Somme : Les blaireaux vont pouvoir passer l’été tranquilles

Justice pour les blaireaux. Les « Meles meles » de la Somme viennent de gagner en justice un sursis de trois mois grâce à l’action menée par deux associations devant le tribunal administratif d’Amiens. Une décision calquée en tout point sur celle prise, mi-juin, par le juge des référés de Toulouse après un recours de défenseurs des animaux.

Le blaireau n’est pas, ou plus, classé parmi les espèces nuisibles, n’en déplaise aux chasseurs à qui un tel statut faciliterait la tâche. En revanche, l’animal reste considéré comme un gibier que l’on peut donc chasser. Et comme le blaireau vit en terrier, il fait l’objet d’une chasse appelée « vénerie sous terre » comme c’est aussi le cas pour les renards.

Des victoires pour les blaireaux dans plusieurs départements

Dans la Somme, comme partout ailleurs, les périodes de chasses sont réglementées par arrêté préfectoral. L’arrêté encadrant la période de chasse 2021-2022 comportait une mention autorisant la vénerie sous terre pendant une période complémentaire du 15 juin au 17 septembre. C’est cela qu’ont dénoncé l’ASPAS et Aves, deux associations de défense des animaux. Elles mettaient notamment deux arguments que le juge a retenus pour prendre sa décision : la dynamique de reproduction lente des blaireaux et l’absence de motif qui justifierait d’accorder une période complémentaire de chasse.
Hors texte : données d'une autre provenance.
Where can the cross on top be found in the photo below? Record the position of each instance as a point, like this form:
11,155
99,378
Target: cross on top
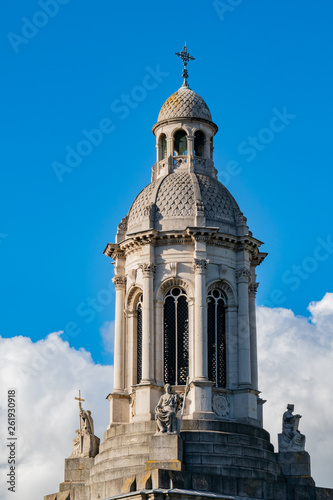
185,57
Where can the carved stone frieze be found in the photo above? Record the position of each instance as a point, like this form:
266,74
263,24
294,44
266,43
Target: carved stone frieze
221,404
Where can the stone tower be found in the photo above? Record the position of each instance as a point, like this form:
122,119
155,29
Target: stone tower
185,279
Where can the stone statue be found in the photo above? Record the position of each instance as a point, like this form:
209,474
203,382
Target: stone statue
291,439
166,411
85,443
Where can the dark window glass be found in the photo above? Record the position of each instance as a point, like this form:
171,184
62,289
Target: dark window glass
216,338
175,337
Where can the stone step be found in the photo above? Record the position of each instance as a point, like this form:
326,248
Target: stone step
122,451
124,440
235,471
223,460
110,464
215,437
119,472
192,448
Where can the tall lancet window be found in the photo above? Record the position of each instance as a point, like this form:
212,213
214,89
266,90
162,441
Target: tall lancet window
180,143
216,338
175,337
139,339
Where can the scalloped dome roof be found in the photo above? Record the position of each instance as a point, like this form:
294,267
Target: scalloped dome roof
184,104
172,203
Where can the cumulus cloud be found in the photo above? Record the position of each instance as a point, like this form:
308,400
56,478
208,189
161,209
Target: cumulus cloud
295,366
46,376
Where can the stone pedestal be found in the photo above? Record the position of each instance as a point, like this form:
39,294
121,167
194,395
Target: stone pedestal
165,452
295,464
146,399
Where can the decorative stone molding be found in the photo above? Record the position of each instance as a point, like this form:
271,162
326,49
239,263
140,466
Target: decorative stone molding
221,404
119,282
243,275
200,265
253,289
148,269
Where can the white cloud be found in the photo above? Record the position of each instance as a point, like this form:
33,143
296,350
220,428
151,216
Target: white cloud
295,366
47,375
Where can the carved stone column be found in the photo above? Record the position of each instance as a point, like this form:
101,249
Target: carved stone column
148,270
119,341
200,327
253,334
244,354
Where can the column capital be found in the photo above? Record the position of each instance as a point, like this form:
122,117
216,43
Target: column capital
253,289
243,275
119,282
148,269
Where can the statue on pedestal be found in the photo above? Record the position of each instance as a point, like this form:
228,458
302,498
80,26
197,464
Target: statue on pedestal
166,411
85,443
291,439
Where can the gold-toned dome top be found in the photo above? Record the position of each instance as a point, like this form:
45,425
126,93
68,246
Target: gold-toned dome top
184,104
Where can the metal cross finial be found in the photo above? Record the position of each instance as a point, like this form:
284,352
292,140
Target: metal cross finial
185,57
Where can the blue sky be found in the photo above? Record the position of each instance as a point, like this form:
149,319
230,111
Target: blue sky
255,61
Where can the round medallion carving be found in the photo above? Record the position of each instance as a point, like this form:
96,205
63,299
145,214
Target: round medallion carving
221,405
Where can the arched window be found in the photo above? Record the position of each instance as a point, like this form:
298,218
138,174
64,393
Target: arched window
139,339
162,146
180,143
199,143
175,337
216,338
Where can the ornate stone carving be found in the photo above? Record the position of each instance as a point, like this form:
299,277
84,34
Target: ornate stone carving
221,404
253,289
119,282
291,439
243,275
166,411
147,268
200,265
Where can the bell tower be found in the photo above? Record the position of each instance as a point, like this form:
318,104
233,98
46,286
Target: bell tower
185,281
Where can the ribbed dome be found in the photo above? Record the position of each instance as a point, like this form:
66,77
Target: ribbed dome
184,104
173,201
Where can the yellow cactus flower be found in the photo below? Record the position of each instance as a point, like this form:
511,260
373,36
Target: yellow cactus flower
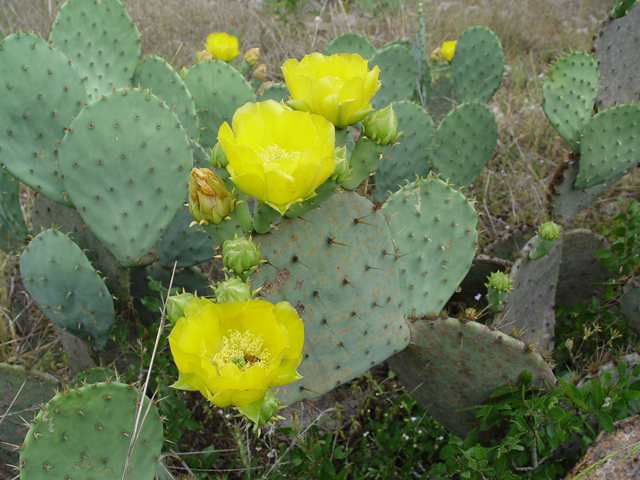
276,155
234,352
339,87
222,46
447,49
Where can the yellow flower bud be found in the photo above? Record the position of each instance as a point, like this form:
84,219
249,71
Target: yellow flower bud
448,49
202,56
209,199
339,87
252,56
276,155
222,46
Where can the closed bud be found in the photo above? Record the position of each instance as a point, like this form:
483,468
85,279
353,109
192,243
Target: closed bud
252,56
240,255
232,290
381,126
341,157
260,72
209,199
175,305
203,55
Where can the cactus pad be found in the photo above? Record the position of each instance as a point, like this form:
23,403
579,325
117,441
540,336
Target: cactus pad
568,95
40,93
452,365
408,157
158,77
610,145
139,156
617,47
336,267
66,288
218,90
351,43
433,228
84,433
397,73
106,51
477,65
464,143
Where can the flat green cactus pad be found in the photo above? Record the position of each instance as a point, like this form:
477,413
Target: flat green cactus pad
610,145
99,38
617,48
433,228
528,308
41,93
336,266
450,365
84,433
568,95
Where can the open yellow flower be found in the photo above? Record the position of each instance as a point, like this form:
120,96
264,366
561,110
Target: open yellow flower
339,87
222,46
276,155
233,352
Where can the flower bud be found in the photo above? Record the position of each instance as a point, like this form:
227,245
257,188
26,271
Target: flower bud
240,255
232,290
549,231
252,56
260,72
341,157
175,305
209,199
448,49
203,55
381,126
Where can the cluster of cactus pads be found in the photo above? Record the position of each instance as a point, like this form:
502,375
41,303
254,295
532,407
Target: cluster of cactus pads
110,140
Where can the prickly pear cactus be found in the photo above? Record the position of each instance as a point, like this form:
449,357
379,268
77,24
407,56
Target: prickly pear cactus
218,90
397,73
84,433
351,43
477,65
433,228
66,287
617,47
451,366
158,77
407,158
41,93
135,148
610,145
101,40
463,143
528,308
337,267
568,95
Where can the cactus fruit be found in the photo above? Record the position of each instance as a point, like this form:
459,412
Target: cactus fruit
477,66
337,267
41,93
452,365
463,143
66,288
134,132
105,52
617,50
498,285
433,228
610,145
568,95
85,433
350,43
218,90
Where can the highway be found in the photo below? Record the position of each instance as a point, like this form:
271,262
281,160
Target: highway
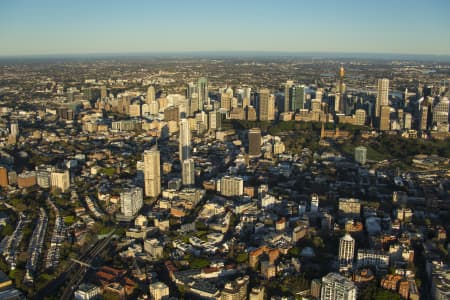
79,271
74,274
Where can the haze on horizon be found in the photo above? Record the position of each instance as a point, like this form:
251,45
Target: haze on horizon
83,27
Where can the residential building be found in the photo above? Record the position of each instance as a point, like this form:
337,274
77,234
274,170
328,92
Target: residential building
337,287
152,172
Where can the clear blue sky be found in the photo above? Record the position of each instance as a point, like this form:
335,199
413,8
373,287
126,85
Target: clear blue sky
107,26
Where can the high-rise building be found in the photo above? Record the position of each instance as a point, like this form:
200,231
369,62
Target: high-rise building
3,177
297,97
337,287
254,142
385,117
246,98
159,290
151,94
339,104
184,140
361,154
188,171
408,121
360,117
440,111
172,113
152,172
314,203
423,116
202,92
131,201
14,128
287,96
346,252
382,95
231,186
191,89
266,105
215,120
225,101
60,179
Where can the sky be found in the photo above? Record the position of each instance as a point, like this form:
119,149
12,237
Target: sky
47,27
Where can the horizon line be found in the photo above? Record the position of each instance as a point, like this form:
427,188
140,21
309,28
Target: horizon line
324,54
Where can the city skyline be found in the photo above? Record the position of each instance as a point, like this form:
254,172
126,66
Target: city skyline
53,28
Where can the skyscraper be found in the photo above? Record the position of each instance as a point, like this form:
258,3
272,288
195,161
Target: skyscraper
385,117
314,203
287,96
337,287
14,128
440,111
382,95
152,172
3,177
187,170
254,142
361,154
339,104
151,94
246,97
423,116
266,105
202,92
346,252
184,140
297,95
131,201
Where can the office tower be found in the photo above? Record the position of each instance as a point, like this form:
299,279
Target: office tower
346,252
231,186
215,120
103,92
187,171
151,94
131,201
337,287
191,89
440,111
3,177
298,97
361,154
202,92
152,172
423,116
60,179
159,290
194,104
287,96
184,140
257,293
246,97
14,128
254,142
382,95
385,117
314,203
319,94
339,104
266,105
408,121
172,113
360,117
225,101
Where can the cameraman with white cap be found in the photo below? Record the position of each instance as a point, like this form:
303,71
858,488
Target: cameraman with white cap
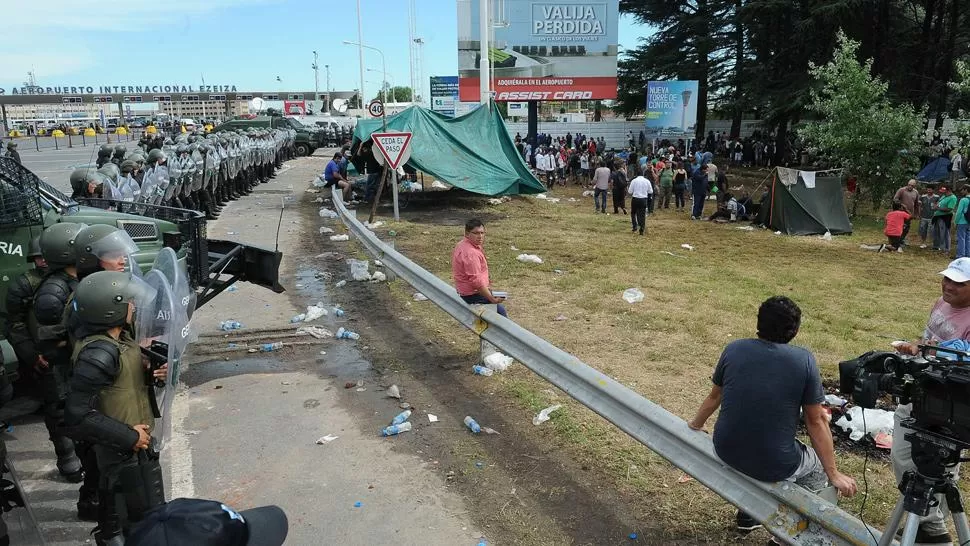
949,319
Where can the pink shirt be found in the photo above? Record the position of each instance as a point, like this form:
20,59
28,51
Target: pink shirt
469,268
947,323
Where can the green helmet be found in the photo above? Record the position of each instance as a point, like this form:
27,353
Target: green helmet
33,251
102,242
57,244
156,155
110,170
102,298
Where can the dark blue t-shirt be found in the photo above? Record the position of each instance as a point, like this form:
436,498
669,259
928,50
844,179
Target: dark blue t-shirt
331,172
764,385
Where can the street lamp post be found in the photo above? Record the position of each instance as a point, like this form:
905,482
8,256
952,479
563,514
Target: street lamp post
385,84
316,79
383,69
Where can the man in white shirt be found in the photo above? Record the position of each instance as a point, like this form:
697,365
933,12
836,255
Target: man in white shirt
639,189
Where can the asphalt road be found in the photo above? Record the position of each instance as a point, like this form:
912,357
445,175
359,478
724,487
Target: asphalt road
245,426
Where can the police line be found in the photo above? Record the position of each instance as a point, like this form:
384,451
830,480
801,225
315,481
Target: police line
790,512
Pour les associations, continuer d’autoriser la chasse au blaireau en France est d’autant plus absurde que cet animal est protégé dans de nombreux pays européens. La donne pourrait néanmoins changer puisque la justice a tranché en faveur du blaireau dans plusieurs départements français, notamment en Haute-Garonne, Charente, Ille-et-Vilaine, Corrèze ou encore dans les Ardennes.